Erinç Yeldan

Borca dayalı spekülatif büyüme

18 Ekim 2017 Çarşamba

Öncelikle küresel ekonominin içinde bulunduğu büyük durgunluk sürecinin temel verilerini bir kez daha anımsayalım: Dünya ekonomilerinin 1929 Büyük Buhranı’ndan bu yana ilk kez, topyekûn olarak negatif büyüme içinde olduğu 2009’dan bu yana fert başına gelirler ABD’de toplamda yüzde 5; Japonya’da yüzde 4.4; Avro bölgesinde ise sadece yüzde 0.3 oranında artış gösterebildi.

2017 itibarıyla Amerika’da enflasyondan arındırılmış reel ücretler 1973’e görece sadece yüzde 10 artmış durumda ve 1973 sonrasında Amerika’da reel ücretlerin yıllık artış hızı yüzde 0.2’nin altında gerçekleşti. Ücretlerdeki durgunluk çoğunlukla esnekleştirilmiş ve enformalleştirilmiş işgücü piyasalarının doğal bir sonucu olarak gözleniyor. Ücretlerdeki baskılanma aynı zamanda da ücret maliyetine dayalı enflasyonist baskıların hafifletilmesinde etkili. Bunun sonucunda da küresel düzeyde enflasyonun düşük düzeyde gerçekleştiğini görüyoruz.

Ancak enflasyonun aşırı derecede düşük tempoda sürmesi de dertli; zira ücretler bir maliyet unsuru olduğu kadar, aynı zamanda da birer gelir unsuru. Dolayısıyla, ücretlerdeki nominal gerileme aynı zamanda nominal gelirlerin ve de bunun sonucu olarak efektif toplam talebin gerilemesi anlamına geliyor. Nitekim 2009 krizinden bu yana nominal GSYH ABD’de sadece yüzde 2.8 arttırılabilmiş durumda. Söz konusu büyüme Avro bölgesinde sadece yüzde 1.5; Japonya’da ise yüzde 0.2.

Emek gelirlerindeki gerilemenin sistemin dengelerini etkilememesi ve ekonomik faaliyetlerin sürdürülebilmesi için devreye sokulan mekanizma ise borçlanma olanağı oldu. Finansal faaliyetlerin serbestleştirilmesi yoluyla ortaya dökülen borçlanma enstrümanları emekçi sınıflara daralan gelirlerinin çok üstünde tüketim talebi yaratma olanağı vermekteydi.
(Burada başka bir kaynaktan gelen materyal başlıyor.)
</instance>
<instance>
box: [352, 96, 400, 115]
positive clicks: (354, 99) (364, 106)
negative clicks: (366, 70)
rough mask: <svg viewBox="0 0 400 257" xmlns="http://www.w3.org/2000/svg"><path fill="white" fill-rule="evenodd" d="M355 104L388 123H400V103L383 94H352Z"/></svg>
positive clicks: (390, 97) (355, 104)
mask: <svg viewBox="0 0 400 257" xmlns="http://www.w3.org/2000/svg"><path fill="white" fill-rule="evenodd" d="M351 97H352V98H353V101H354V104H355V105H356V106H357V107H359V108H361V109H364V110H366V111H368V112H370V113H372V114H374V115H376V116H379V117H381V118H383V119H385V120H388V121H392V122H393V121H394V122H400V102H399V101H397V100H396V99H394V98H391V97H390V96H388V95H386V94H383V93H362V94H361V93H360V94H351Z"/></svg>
Ayşe teyze parasını nereye yatırsın miti ile sanki bir özgürleşme öyküsüne dönüştürülen finansal küreselleşme olanakları dünyamızı bir spekülasyon çöplüğüne çevirdi. Bu süreçte dünyamızda toplam özel sektör borcunun küresel gelire oranı 1950’lerde yüzde 50 düzeyindeyken, 2007’ye gelindiğinde yüzde 170’i aşmış idi. Kamu sektörü borcu ile birleştirildiğinde, 2017 itibarıyla toplam borcun küresel ekonomiye oranının yüzde 220’ye ulaştığı gözlenmekte. Yani, küresel ekonomi, dünya mal ve hizmet üretim gelirlerinin iki misli fazlasına ulaşan bir borç sarmalı ile çalışmakta.

Borca dayalı ekonomik büyüme Türkiye benzeri ülkeler için de kısa dönemde büyük fırsatlar yaratıyor. Yükselen piyasa ekonomileri diye adlandırılan azgelişmiş ülkeler grubu spekülatif işlemlerin cazibesiyle sıcak para akımlarının öznesi haline dönüştürülerek saman alevi gibi parlayıp sönen büyüme- durgunluk sarmallarına mahkûm kılınıyor. Özünde borçlanmaya, dolayısıyla yabancı ülkelerde üretilen katma değerin ithalatına dayalı olduğu için yurtiçinde istihdam ve gelir yaratma kapasitesi sınırlı olan bu tür spekülatif büyüme dalgaları, istihdam yaratmıyor; gelir dağılımındaki çarpıklıkların derinleşmesi bir yandan da sosyal patlamaların, göç dalgalarının ve sağ popülist ırkçı söylemlerin zeminini oluşturuyor.

Bu şartlar altında Türkiye, istihdamsız büyüme (2003-2008); kriz ve kriz sonrası intibak (2009-2011); büyümesiz istihdam (2012-2015) ve yeniden istihdamsız büyüme (2016 - ...) iş çevrimleri arasında çalkalanıp duruyor.